We also caught headlines of the quake in Chile, another in Turkey, and one in China last month that killed thousands.
So the questions many are now asking include: Is this an unusual trend and should we worry?
"We don't make predictions of earthquakes in one area, but I will make a prediction, today there will be a 100-percent chance of an earthquake somewhere on the globe," said Dr. Michael May, a Geography and Geology Professor at Western Kentucky University. "Certainly."
According to May, seismic activity occurs every single day.
They just can't pinpoint where it will happen.
"We hear about them when they impact people's lives, and so the earthquake in Haiti was particularly devestating because it impacted so many people's lives," said Dr. Fred Siewers, a Geography and Geology Professor at WKU.
"The natural human response is wow I don't ever remember in the last five years or tens year, there being three major quakes like this," said May. "There must be something going on. It's not unusual. It just seems to be coincidental."
"There are not more earthquakes than usual," said Siewers. "It certainly seems that way because there have been some large earthquakes quite recently, some quite devestating as in the case of Haiti, but right now it seems to be kind of a normal year."
So if there aren't more, then what about that other headline claiming the earthquake in Chile shortened an earth day?
"It was so intense that it kind of jostled things about there in the southern part of the globe, but it was fairly insignificant as far as the day being shorter, like just a very small fraction of a second," said May.
What about South Central Kentucky?
Earthquakes have happened here for thousands of years along the New Madrid fault near the Mississippi River, and the Wabash Valley seismic zone in Illinois.
It was in the Wabash Valley that one hit two years ago and shook South Central Kentucky.
That quake was around a five on the Richter Scale.
"We felt that here," said Siewers. "It's the only earthquake I've ever felt in my life as a geologist, but it was a minor quake."

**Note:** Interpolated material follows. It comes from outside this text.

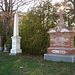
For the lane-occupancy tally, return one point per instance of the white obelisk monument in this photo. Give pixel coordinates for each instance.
(15, 38)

Professionals may say we cannot pinpoint where one will occur, which means instead of worrying, they say we should just be prepared and know the possibilities for damage should one hit in nearby faultline.
"We know the risk is higher for structural damage if you live near a river where sediment if really thick," said May. "If bedrock is near the surface, the risk is lower. Also there's a greater risk if you live really close to the epicenter."
May adds we live hundreds of miles away from possible epicenters in both the New Madrid and Wabash Valley seismic zones, but if major quakes hit in one of those areas, we could see substantial damage here at home.